Une première conférence est organisée par la FFII le mercredi 1er Juin au Parlement Européen.
Une deuxième conférence organisée par les Verts Européens sur le thème "Free Software and Software Patents" aura lieu le Jeudi 2 Juin.
Le même jour, des associations belges organisent une manifestation a Bruxelles, et ont appelé a manifester en ligne.
Le vote du Parlement sur la directive est proche, le comité responsable (JURI) doit voter le 21 juin et le vote en séance plénière à Strasbourg aura lieu le 6 juillet.

Autre info (merci à Olivier HOUTE pour l'info) : R. Stallman, président de la FSF, vient d'adresser au Parlement Italien une lettre ouverte afin de montrer les dangers et les dérives possibles de la brevetabilité des logiciels (version italienne, version française). Il se met à la portée de tous en comparant l'écriture d'un logiciel à celui d'un roman. Si on pouvait breveter une scène, un état d'esprit... ça deviendrait un casse tête d'écrire un roman sans tomber sous de multiples procès ! Le 17 mai, une motion, signée par 99 députés, contre la brevetabilité des logiciels était discutée au Sénat italien.

Aller plus loin

  • # Brevet logiciel et référendum

    Posté par . Évalué à 1.

    Dis donc çà n'inspire personne cette news.
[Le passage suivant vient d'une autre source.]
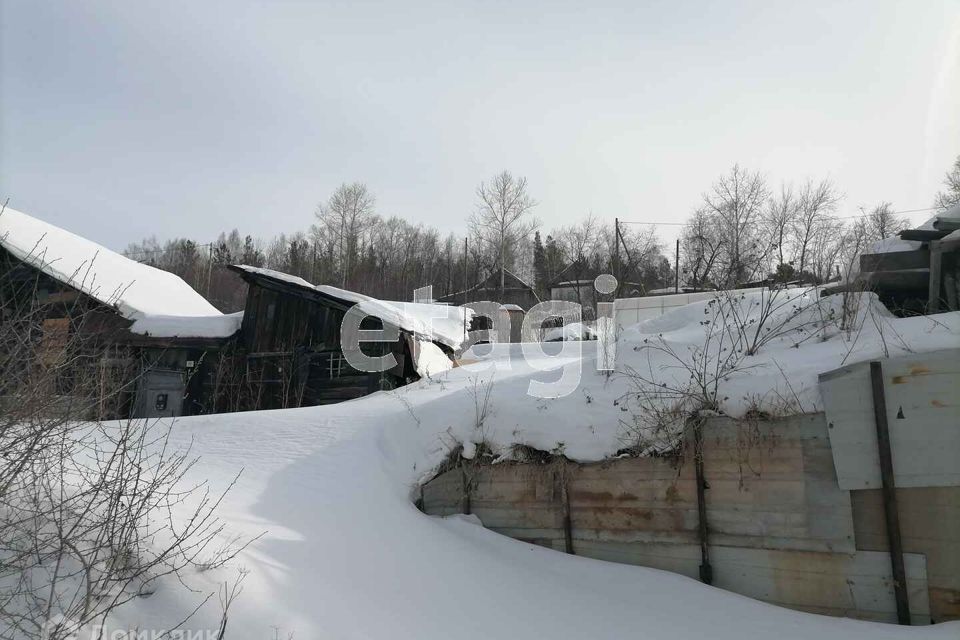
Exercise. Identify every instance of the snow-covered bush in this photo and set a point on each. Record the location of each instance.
(92, 513)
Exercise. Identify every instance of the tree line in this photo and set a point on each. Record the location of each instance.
(744, 231)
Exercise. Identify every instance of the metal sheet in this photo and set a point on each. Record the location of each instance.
(923, 410)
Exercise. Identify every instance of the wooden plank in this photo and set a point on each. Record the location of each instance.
(855, 585)
(930, 522)
(933, 289)
(923, 412)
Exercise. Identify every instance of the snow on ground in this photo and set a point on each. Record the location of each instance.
(572, 331)
(137, 290)
(347, 555)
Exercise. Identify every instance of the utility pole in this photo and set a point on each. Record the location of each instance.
(465, 262)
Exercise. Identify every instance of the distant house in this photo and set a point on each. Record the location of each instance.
(917, 272)
(140, 338)
(148, 345)
(514, 291)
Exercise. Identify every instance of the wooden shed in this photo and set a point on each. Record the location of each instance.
(514, 291)
(292, 348)
(919, 272)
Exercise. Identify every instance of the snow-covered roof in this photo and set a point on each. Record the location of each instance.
(136, 290)
(439, 322)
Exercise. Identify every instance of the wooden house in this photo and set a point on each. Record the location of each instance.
(514, 291)
(133, 340)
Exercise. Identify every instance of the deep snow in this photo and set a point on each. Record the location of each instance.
(347, 555)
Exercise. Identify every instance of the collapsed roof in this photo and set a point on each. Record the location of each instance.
(436, 322)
Aucun commentaire alors qu'elle est publiée depuis 13:17 donc preums ;o)

    Plus sérieusement, je n'aurai malheureusement pas la possibilité de voter ce 29 Mai mais vu que j'ai eu 2 sons de cloche différents, je me demande toujours si, en se basant uniquement sur la problématique du brevet logiciel, il est préférable de voter oui ou de voter non ?
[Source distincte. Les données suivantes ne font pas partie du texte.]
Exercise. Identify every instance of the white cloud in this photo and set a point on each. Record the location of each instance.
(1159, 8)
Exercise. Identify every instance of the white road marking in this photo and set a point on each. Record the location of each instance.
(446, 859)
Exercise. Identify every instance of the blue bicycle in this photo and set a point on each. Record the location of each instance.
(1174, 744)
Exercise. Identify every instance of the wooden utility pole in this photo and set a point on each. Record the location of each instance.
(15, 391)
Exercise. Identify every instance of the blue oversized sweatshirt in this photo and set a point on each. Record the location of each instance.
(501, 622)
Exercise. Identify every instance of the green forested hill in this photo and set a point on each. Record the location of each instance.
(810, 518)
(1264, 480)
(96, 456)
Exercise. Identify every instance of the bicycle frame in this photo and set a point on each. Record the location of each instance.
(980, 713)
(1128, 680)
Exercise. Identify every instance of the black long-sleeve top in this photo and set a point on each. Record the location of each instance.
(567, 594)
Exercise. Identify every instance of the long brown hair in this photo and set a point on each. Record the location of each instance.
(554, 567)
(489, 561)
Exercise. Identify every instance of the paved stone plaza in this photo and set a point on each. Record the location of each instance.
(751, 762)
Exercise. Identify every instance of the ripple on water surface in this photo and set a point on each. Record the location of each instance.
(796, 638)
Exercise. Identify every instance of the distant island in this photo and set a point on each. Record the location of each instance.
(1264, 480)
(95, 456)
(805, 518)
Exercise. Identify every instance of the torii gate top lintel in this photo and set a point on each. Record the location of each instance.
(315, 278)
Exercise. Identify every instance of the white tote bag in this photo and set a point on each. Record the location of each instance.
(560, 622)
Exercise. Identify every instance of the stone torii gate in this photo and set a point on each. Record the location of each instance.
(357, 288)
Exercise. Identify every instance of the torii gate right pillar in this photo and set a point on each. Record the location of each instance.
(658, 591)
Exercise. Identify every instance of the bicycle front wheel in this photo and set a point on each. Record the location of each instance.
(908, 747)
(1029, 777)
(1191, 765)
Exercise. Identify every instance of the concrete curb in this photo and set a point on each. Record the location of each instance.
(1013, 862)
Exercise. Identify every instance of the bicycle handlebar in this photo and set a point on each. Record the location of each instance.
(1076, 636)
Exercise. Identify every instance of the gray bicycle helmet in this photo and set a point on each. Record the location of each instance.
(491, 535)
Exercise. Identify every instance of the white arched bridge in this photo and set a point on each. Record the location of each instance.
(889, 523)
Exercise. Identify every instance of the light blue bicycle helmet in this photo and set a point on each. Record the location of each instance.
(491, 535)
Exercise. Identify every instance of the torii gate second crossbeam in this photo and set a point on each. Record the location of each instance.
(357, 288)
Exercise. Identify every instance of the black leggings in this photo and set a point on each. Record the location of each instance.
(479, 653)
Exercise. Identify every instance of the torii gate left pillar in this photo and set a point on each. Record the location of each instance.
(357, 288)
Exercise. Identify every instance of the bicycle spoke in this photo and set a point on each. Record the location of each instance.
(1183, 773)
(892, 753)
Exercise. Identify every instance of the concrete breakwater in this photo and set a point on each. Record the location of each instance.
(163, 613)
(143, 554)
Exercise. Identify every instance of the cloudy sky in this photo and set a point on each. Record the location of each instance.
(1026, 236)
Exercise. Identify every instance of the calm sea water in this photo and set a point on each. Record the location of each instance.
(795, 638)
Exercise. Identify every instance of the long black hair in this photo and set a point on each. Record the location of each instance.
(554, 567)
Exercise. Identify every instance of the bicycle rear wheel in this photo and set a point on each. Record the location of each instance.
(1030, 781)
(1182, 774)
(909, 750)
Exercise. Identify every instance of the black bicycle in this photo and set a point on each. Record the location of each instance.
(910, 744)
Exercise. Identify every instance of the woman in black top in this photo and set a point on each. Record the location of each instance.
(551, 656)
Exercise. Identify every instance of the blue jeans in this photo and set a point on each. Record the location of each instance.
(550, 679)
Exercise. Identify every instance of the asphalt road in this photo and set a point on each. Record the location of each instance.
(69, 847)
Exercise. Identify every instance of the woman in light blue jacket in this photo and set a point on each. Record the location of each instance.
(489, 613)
    Quequ'un à un avis là dessus ?
    • [^] # Re: Brevet logiciel et référendum

      Posté par (page perso) . Évalué à 2.
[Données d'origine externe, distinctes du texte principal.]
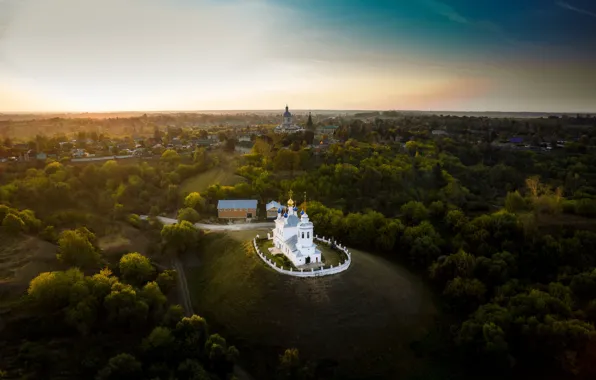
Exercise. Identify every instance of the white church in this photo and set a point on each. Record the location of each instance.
(293, 236)
(287, 125)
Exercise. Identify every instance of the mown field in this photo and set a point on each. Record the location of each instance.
(358, 324)
(222, 175)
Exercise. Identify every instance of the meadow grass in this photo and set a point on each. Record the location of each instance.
(361, 321)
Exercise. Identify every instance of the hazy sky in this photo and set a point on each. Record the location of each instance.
(111, 55)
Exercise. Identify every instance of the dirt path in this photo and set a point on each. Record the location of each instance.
(183, 287)
(239, 372)
(218, 227)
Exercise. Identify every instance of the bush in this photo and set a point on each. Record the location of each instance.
(49, 234)
(136, 269)
(188, 214)
(31, 222)
(134, 220)
(13, 224)
(585, 207)
(77, 249)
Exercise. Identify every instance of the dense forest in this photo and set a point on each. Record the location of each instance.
(505, 237)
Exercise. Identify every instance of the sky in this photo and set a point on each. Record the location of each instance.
(430, 55)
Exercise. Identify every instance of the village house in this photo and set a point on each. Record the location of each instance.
(272, 208)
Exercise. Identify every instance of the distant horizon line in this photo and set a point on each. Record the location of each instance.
(591, 113)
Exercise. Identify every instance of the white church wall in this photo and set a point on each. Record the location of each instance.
(308, 273)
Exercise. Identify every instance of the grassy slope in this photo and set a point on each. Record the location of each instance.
(22, 257)
(364, 319)
(222, 175)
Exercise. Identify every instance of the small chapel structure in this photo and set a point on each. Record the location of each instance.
(287, 125)
(293, 235)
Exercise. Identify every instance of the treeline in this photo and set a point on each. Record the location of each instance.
(63, 194)
(524, 299)
(104, 327)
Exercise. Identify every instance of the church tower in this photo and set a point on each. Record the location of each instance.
(287, 117)
(309, 123)
(305, 231)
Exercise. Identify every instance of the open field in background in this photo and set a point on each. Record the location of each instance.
(126, 239)
(222, 175)
(361, 321)
(23, 257)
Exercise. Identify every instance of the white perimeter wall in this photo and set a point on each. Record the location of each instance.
(308, 273)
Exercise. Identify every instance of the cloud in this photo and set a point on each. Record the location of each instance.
(570, 7)
(445, 10)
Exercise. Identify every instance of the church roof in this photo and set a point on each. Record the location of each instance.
(291, 243)
(272, 204)
(292, 221)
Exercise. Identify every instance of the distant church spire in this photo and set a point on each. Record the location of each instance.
(304, 207)
(309, 122)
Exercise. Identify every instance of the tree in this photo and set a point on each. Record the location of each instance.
(192, 370)
(465, 293)
(167, 280)
(75, 248)
(173, 315)
(230, 145)
(514, 202)
(290, 366)
(136, 269)
(191, 333)
(188, 214)
(179, 237)
(13, 224)
(32, 224)
(121, 367)
(159, 344)
(414, 211)
(125, 307)
(170, 156)
(52, 290)
(153, 297)
(461, 264)
(194, 201)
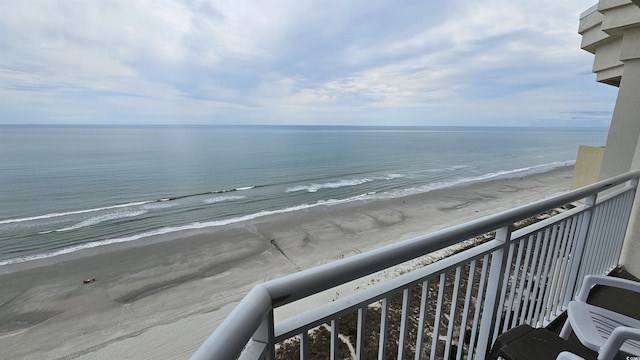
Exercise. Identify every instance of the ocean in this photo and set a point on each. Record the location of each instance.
(66, 188)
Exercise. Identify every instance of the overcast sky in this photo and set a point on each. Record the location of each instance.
(368, 62)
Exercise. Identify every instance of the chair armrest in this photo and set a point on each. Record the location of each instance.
(615, 341)
(565, 355)
(590, 281)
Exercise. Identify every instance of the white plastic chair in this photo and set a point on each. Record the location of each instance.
(602, 330)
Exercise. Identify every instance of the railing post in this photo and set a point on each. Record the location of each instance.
(494, 289)
(264, 334)
(578, 254)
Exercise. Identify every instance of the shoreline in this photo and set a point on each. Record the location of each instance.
(150, 236)
(137, 303)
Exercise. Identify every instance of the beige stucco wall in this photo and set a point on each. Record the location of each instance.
(587, 167)
(613, 36)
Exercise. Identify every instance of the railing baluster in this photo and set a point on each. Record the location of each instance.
(514, 286)
(505, 286)
(578, 255)
(496, 277)
(465, 311)
(452, 313)
(424, 299)
(383, 328)
(479, 303)
(335, 340)
(361, 332)
(436, 321)
(555, 236)
(304, 345)
(406, 296)
(544, 294)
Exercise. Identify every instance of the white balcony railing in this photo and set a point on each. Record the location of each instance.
(451, 308)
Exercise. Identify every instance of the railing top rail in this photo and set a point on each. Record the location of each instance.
(235, 331)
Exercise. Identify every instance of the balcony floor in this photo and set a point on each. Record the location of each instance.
(618, 300)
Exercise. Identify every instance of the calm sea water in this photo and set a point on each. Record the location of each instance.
(63, 188)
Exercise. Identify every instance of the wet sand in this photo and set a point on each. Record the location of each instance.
(159, 298)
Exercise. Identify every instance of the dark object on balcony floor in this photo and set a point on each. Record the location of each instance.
(524, 343)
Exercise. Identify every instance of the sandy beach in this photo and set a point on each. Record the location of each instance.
(160, 297)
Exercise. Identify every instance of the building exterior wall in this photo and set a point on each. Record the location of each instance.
(612, 34)
(587, 169)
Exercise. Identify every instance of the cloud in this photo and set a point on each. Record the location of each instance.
(489, 62)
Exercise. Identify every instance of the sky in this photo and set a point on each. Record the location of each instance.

      C'est facile, Michel Rocard, le principal acteur dans la lutte contre les brevets logiciels a donné la réponse dans cet article : http://www.ouisocialiste.net/article.php3?id_article=357(...)
      • [^] # Re: Brevet logiciel et référendum

        Posté par . Évalué à 5.

        Michel Rocard n'est pas le guide politique de tous les acteurs/utilisateurs du Libre francophones, certains sont d'un avis différent : http://gibuskro.lautre.net/news/article.php3?id_article=7(...) Chacun son opinion, mieux vaut se faire la sienne.

        D'autre part je pense que voter pour ou contre le TCE uniquement en fonction de la problématique du brevets logiciels est une mauvaise idée. Le TCE ne s'arrete pas là, il conditionne le fonctionnement futur de nos institutions.
        • [^] # Re: Brevet logiciel et référendum

          Posté par (page perso) . Évalué à 3.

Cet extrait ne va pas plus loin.